He repeated the idea to Alan Jones, saying “this idea that it’s old-fashioned to want to have the flag being flown is completely out of date”.

But the truth is, debates about the flag have gone on for centuries, in this country and elsewhere. History provides evidence that there is good reason to be suspicious of people in powerful positions who exploit national symbols or promote an unblemished version of our history and our country, particularly at times of war or a national election.

History is usually in conflict with nationalism – because the former tries to construct some kind of truth about who we are and what we have done, and the latter makes claims about who we want to be, denying mistakes like a drunken man refusing to go home. Patriotic fever is the alcoholic revelry; history is the hangover, trying to remember, to understand through the haze of the night before.
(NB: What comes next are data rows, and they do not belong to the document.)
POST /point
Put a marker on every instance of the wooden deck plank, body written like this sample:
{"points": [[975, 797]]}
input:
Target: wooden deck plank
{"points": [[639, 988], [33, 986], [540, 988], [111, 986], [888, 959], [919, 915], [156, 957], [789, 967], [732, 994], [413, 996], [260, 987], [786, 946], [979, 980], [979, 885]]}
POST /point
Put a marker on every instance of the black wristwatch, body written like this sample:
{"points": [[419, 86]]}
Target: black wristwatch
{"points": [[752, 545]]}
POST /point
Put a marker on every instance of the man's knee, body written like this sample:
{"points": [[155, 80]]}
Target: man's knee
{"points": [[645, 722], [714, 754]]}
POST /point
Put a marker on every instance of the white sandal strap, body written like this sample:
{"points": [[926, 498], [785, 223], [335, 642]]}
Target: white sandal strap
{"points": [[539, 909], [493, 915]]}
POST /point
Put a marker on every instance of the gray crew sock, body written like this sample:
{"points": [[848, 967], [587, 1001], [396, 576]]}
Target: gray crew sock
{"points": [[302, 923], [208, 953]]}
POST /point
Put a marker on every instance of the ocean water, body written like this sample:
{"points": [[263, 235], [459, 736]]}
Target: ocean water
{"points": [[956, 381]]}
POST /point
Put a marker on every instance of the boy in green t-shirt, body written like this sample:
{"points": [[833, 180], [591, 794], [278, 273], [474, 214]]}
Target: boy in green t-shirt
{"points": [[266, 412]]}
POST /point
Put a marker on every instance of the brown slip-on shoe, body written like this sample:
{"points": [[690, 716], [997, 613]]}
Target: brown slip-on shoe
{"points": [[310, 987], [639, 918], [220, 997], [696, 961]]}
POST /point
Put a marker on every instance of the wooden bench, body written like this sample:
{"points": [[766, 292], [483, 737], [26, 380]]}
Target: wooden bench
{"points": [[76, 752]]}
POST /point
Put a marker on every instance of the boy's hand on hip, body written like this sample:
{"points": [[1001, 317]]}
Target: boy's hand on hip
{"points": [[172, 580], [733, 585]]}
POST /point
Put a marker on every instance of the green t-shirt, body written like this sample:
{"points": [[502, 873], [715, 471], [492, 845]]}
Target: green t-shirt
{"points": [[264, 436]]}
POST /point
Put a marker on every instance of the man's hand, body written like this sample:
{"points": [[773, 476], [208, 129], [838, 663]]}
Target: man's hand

Writing at the close of World War II, George Orwell distinguished between patriotism and nationalism, arguing: “By patriotism I mean devotion to a particular place and a particular way of life, which one believes to be the best in the world but has no wish to force upon other people. Patriotism is of its nature defensive, both militarily and culturally. Nationalism, on the other hand, is inseparable from the desire for power. The abiding purpose of every nationalist is to secure more power and more prestige for the nation or other unit in which he has chosen to sink his own individuality.”

It’s an important distinction. There’s nothing wrong in thinking this is the best country in the world. There are few of us who do not love this country fiercely. The problem is we need more than flag-waving in an era of American imperialism, pre-emptive strikes, mandatory detention and an almost daily dismantling of the reasons our governments gave for going to war.

For decades the debate about our national shame has hinged on the past – what we did to the Aborigines to whose shores we sailed, seeking a new home. Now our shame is present – it has become what we have done to those who have sailed here since, seeking refuge. It is about the war we fought in Iraq because we were asked to, for reasons which were false.

Orwell wrote that “The nationalist not only does not disapprove of atrocities committed by his own side, but he has a remarkable capacity for not even hearing about them.”

And it is this which is troubling, not patriotism. The tectonic plates of national identity are grinding against each other as we rethink who we are, in Asia, in alliance with America, in defending our own shores.

What do we need to be proud of ourselves as a nation?

To know we will hold accountable those who led us to war, against our will and our reason. To stop punishing asylum seekers and psychologically torturing their children by imprisoning them behind barbed wire. To stop paying lip-service to truth. To listen to the canaries in the mine like the poets, the dreamers, instead of polarising people in the archaic left-right divide. To honour people like the Salvation Army court chaplains, who retired this week and were recognised for a lifetime of selfless and compassionate work – instead of continually thrusting microphones in the faces of the vapid and self-promoting, or the politically banal.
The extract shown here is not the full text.